Now some may argue that Princeton would be the better value, that the Princeton graduate will make more money over the long haul than the Rutgers graduate.
Maybe this is the case if the employer contact who is doing the hiring is a Princeton alumnus who prefers to employ the best candidates from Princeton, no matter where they rank in their class. That employer places a premium on what Princeton has to offer and is loyal to the school. But how many such employers are there who are seeking entry-level talent? I doubt that there are many.
Now we look at on-campus recruiting. Suppose the same company in New Jersey or the Philadelphia area goes to Penn, Princeton and Rutgers to recruit electrical engineering graduates. The on-campus interviewer is going to look for candidates who demonstrate enthusiasm for engineering as well as excellent grades. She is not going to interview every candidate at every school who has submitted a resume.
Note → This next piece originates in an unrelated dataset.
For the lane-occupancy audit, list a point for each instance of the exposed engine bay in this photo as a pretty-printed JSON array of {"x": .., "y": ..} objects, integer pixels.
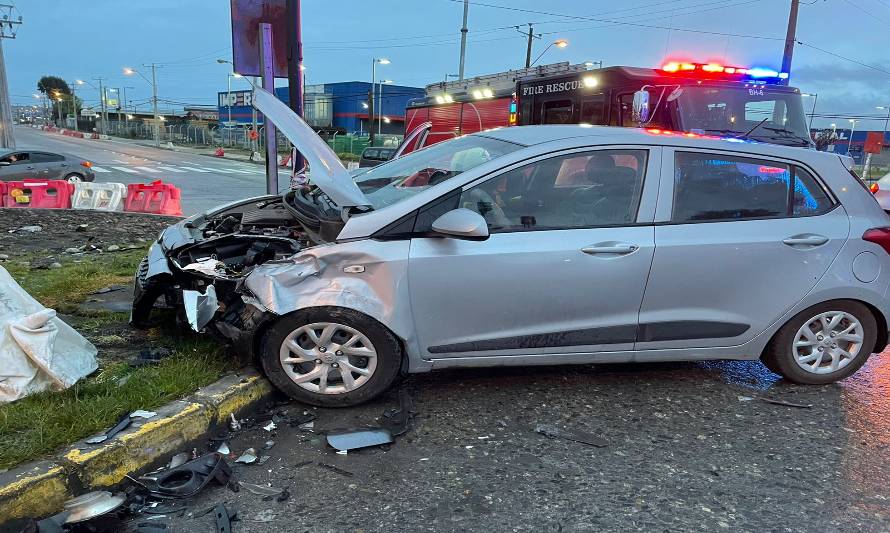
[{"x": 214, "y": 251}]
She is going to pick the best candidates. Maybe she will ask her employer to send a second recruiter to do interviews; she can interview only 14 candidates in a day. The student who falls below the top 14 or 28 candidates at Penn or Princeton will not be interviewed. S/he might have been better off being in the top 14 or 28 at Rutgers. That is, assuming Rutgers is the “easier” school, which it is not.
Now the recruiter has the candidates she likes and wants to bring them back for second interviews. There will be offers made to graduates of each school. Will the Penn or Princeton graduate be paid significantly more than the Rutgers graduate to do the exact same job? No. Even if the Ivy Leaguer actually received more money for the entry-level job, it would not come close to the difference in the costs of his education versus the costs for the Rutgers graduate.
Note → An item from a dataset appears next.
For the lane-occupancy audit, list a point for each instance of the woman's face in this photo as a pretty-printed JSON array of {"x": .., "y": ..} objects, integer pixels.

Could the Ivy Leaguer make up that difference over time, presuming that his career continues in an upward trajectory? Maybe, if s/he rises up the ladder faster. The difference between the Rutgers education, which costs my student nothing, and the costs he might have paid to go to Princeton were $80,000. Maybe he and his family would have made that up if he was a high-potential employee.
Now suppose the company also hires an Ivy Leaguer who has loans, whose parents paid out over $200,000 over four years. It’s going to take that person more time to make up the difference. There’s no guarantee that person will be promoted faster into better-paying positions than his peer who came from Rutgers.
What are the points of this exercise?
- Your return on investment in a college education depends on the investment that the college will ask you to make–and what you do with your education.
- Students who attend exceptionally selective colleges may have access to some employers that graduates of a very good flagship state university may not. When comparing the two schools the major difference is the alumni base.
- But when an employer recruits at both types of schools, that employer wants the best that each school has to offer. The employer will rarely choose a weaker candidate from the Ivy League over the strongest candidate from a flagship state university.
- Graduation from an exceptionally selective school does not come with assurances of a higher entry-level salary, especially when the employer recruits on several college campuses.
- The more that a graduate has spent on their education, the more time that graduate will need to make up the difference in what s/he and their family spent–especially if that difference is covered through a large debt.
It is important to add that many families choose colleges for reasons other than costs or return on investment. There are “good feelings” about gaining admission to an exceptionally selective school that cannot be underestimated and “good feelings” about being part of a select group. Those good feelings may lead someone to become more enthusiastic about the education and their school. But they do not necessarily translate into a higher income after college.